C - Validate

Prev Next

Overview

In the third step, consider further checks on the tables, e.g. that all required headers are available, the data inside the table is consistent, etc. The functions listed below are some commonly used ones:

  • table check headers(): B4P checks if all headers specified here exist in the table. Various checking options exist, e.g. you can also check that no additional column headers than those specified are in the table, or even check for complying a certain sequence. You can also identify repeated header names.
  • table keep columns(): Only the specified columns will be kept. The others will be discarded.
  • table describe(): B4P checks the contents in selected columns and provides description. E.g. you can easily identify if a particular column contains telephone numbers, simple names, dates, and not something else.
  • table check duplicates() checks repeated entries in case redundant entries need to be removed or consolidated.
  • table fill vertically() can be used to replicate contents in rows below if they are blank, assuming the same contents as above are assumed.
  • table rename headers() lets you rename column headers in order to simplify or harmonize header names across multiple tables.
  • table lookup() and related functions allows you to look up data from other tables.
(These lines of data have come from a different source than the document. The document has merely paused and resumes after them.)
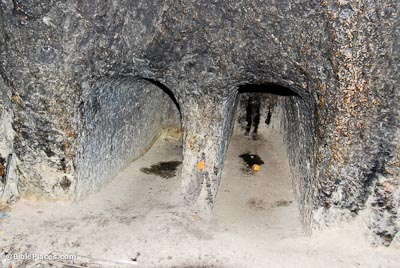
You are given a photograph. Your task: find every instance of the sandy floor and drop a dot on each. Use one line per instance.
(134, 222)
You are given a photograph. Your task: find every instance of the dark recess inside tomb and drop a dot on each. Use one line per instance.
(82, 95)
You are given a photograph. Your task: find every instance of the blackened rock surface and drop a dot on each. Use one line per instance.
(121, 118)
(340, 57)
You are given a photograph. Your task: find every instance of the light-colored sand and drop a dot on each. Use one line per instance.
(255, 222)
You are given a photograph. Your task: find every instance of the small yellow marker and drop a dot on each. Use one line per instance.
(255, 167)
(200, 165)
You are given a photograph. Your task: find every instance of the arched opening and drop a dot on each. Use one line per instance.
(258, 187)
(123, 118)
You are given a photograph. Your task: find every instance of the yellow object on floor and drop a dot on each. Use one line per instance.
(256, 167)
(200, 165)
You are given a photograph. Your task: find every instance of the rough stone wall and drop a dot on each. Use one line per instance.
(121, 117)
(340, 57)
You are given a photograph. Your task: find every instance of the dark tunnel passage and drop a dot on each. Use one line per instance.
(273, 114)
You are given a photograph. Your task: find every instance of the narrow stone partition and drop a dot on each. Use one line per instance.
(207, 125)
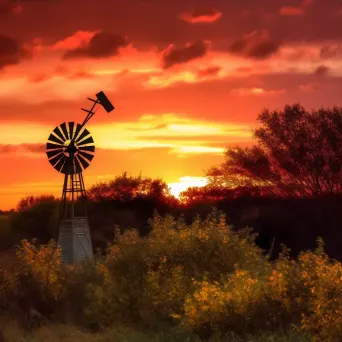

If the loaded table does actually contain a collection of mutiple sub-tables, then consider the fuctions desribed in the section Explore and filter and extract sub-tables.

During the validation process, consider further preparation steps on the table.


Wikipedia Example (continued from step 2)

Do some validation on this table:

  • Check for header names and keep those columns. Discard the others.
  • Some rows contain '...' because these country names are interpreted as regions belonging to other countries. Example: 'Akrotiri and Dhekelia – See United Kingdom, The'

Simple Example
  table keep columns             ( countries, { Country name, 'Alpha-2 code', 'Alpha-3 code' } );
  table delete selected rows     ( countries, ['Alpha-2 code']=='...' );
  table delete columns           ( countries,  'Alpha-3 code' );

  // Check if the 2-character country code is always consisting of 2 characters.
  table process selected rows    ( countries, ['Alpha-2 code']{}!=2, echo("The country code ", ['Alpha-2 code'], " may be incorrect" ) );

  // Some country names need to be harmonized with a language list to combine, e.g. 'Holy See' and 'Vatican City'.

  table initialize               ( country name alignment,
  { { Country code, Aligned country name },
    { KR, South Korea },                           { KP, North Korea },
    { US, United States },                         { VN, Vietnam },
    { BN, Brunei },                                { CV, Cape Verde },
    { CZ, Czech Republic },                        { LA, Laos },
    { RU, Russia },                                { VA, Vatican City },
    { SY, Syria },                                 { CC, 'Cocos (Keeling) Islands' },
    { CD, 'Democratic Republic of the Congo' },    { CG, 'Republic of the Congo' },
    { TL, East Timor },                            { CI, Ivory Coast },
    { FM, 'Federated States of Micronesia' },      { MM, 'Myanmar (Burma)' },
    { PS, Palestine },                             { TZ, Tanzania },
    { ST, Sao Tome and Principe },                 { SO, Somaliland } } );

  table lookup                   ( countries, 'Alpha-2 code', Country name, country name alignment, Country code, Aligned country name );

  table list( countries, briefly, 5  ); // List first and last 5 rows and 2 columns only
The table has been validated.
Row #: Code Text _______________________________________________________
    1:   include ( Support Library );
    2:   table load                     ( countries, temp.csv); // Hide!  Step 3 begins - Semantic alignment
    3:   table keep columns             ( countries, { Country name, 'Alpha-2 code', 'Alpha-3 code' } );
                                                                                                      ^
Function call: table keep columns(countries,{'Country name','Alpha-2 code','Alpha-3 code'})
Table headers: ISO 3166[1] name[5],World Factbook[6] official state name[a],Sovereignty [6][7][8],ISO 3166-1[2],ISO 3166-1[2] (1),ISO 3166-1[2] (2),ISO 3166-2[3] subdivision codes link,TLD [9]

2nd function parameter (columns to keep) = {'Country name','Alpha-2 code','Alpha-3 code'}:

Header name 'Country name' not found.
Specified table column name or number is invalid.
Code execution will stop.  Going to interactive mode
-------------------------------------------------------------------------------
Type 'help' for help, 'docs' or 'toc' for online B4P documentation.
>>
Try it yourself: Open GUI_Features_Validate_and_Explore.b4p in B4P_Examples.zip. Decompress before use.